Maira menelan salivanya dengan susah payah. "Ng-gak ada, Mas." Ia kembali menatap Arka yang masih mengarahkan pandangan kepadanya. "Mai ke dapur dulu ya, Mas. Masih banyak kerjaan yang belum selesai," katanya untuk segera keluar dari zona tidak nyaman itu.
Mereka berdecak kesal ke arah Arka yang dirasa mengintmidasi saat Maira di wawancarai. Restu paling keras menentang sikap Arka karena menurutnya itu adalah tindakan pidana.
"Ayo! Mama pasti udah nunggu di meja makan," kata Arka demi membungkam ketiga sahabatnya itu. Ia yakin jika sekarang Daren dan Adrian pun akan menyerangnya jika bertahan lebih lama di ruangan itu.
"Jago juga lo mengalihkan pembicaraan. Gue kira lo bakal gentle," ejek Daren saat mereka berjalan sejajar menuju ruang makan. Ia tersenyum saat Arka hanya mendengus kesal.

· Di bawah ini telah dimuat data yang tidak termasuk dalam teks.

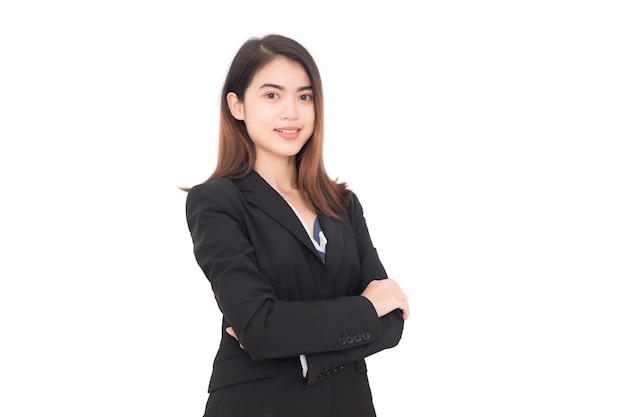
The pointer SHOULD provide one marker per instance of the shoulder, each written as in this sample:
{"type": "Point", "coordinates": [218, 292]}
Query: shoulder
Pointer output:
{"type": "Point", "coordinates": [218, 191]}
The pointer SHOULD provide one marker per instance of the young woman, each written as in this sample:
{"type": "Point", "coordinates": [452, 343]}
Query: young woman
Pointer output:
{"type": "Point", "coordinates": [303, 294]}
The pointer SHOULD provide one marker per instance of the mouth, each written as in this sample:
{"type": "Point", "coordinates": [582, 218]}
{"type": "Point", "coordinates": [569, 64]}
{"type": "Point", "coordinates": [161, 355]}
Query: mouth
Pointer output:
{"type": "Point", "coordinates": [288, 133]}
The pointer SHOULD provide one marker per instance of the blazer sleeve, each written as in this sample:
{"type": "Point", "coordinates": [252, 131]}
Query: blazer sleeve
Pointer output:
{"type": "Point", "coordinates": [266, 326]}
{"type": "Point", "coordinates": [324, 364]}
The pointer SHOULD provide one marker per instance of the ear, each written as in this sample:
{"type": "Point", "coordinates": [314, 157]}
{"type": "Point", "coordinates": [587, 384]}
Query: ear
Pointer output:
{"type": "Point", "coordinates": [235, 106]}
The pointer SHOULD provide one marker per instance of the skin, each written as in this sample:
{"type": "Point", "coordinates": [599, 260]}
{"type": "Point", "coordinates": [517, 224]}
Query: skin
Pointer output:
{"type": "Point", "coordinates": [277, 108]}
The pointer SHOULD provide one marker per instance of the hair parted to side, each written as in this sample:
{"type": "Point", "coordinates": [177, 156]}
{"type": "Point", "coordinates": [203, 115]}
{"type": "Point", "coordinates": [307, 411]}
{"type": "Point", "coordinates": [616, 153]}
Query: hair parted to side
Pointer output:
{"type": "Point", "coordinates": [236, 153]}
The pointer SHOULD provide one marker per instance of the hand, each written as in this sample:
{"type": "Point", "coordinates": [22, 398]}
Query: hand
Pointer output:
{"type": "Point", "coordinates": [231, 332]}
{"type": "Point", "coordinates": [386, 295]}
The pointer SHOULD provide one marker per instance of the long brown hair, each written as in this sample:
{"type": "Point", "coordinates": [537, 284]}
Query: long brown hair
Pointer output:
{"type": "Point", "coordinates": [236, 154]}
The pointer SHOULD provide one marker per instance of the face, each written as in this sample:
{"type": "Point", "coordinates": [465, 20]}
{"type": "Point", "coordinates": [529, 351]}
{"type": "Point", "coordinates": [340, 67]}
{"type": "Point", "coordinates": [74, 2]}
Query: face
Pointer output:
{"type": "Point", "coordinates": [277, 109]}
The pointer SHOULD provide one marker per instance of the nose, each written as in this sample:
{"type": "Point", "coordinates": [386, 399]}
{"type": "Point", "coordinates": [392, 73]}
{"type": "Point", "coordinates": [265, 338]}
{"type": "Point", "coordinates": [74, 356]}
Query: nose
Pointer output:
{"type": "Point", "coordinates": [290, 110]}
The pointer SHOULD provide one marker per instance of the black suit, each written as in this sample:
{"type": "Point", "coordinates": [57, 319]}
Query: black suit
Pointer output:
{"type": "Point", "coordinates": [282, 301]}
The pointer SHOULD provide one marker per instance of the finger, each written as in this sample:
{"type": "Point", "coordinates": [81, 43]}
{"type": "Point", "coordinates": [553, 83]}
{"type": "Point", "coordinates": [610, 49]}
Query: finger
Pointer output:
{"type": "Point", "coordinates": [231, 332]}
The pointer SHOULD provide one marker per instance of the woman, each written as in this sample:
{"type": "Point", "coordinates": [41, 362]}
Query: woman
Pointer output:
{"type": "Point", "coordinates": [287, 251]}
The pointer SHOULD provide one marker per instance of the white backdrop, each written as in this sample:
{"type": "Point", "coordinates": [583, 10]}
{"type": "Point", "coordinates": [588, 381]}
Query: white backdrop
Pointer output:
{"type": "Point", "coordinates": [485, 140]}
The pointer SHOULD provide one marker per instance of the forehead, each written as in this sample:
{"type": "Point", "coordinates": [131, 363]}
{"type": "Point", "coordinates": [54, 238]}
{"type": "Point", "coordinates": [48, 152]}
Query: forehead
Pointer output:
{"type": "Point", "coordinates": [282, 71]}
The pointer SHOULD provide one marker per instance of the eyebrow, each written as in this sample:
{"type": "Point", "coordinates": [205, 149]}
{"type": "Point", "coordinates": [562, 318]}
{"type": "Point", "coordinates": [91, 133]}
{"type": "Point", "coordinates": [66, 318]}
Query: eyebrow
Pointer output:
{"type": "Point", "coordinates": [282, 88]}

"Wah rame lagi rumah kita. Kalian ini kalau nggak kangen Arka pasti nggak kesini kan? Kalian anggap Mama ini apa?" omel Witari saat keempat pria lajang itu sudah menempati kursi masing-masing.
"Maaf, Ma, Daren masih sering ke luar kota," kilah Daren dengan perasaan bersalah. Ia tahu Mama Arka memang selalu memanjakan mereka sejak jaman sekolah menengah dulu.
"Alasan saja," cibir Dini yang kini sudah duduk disamping Daren.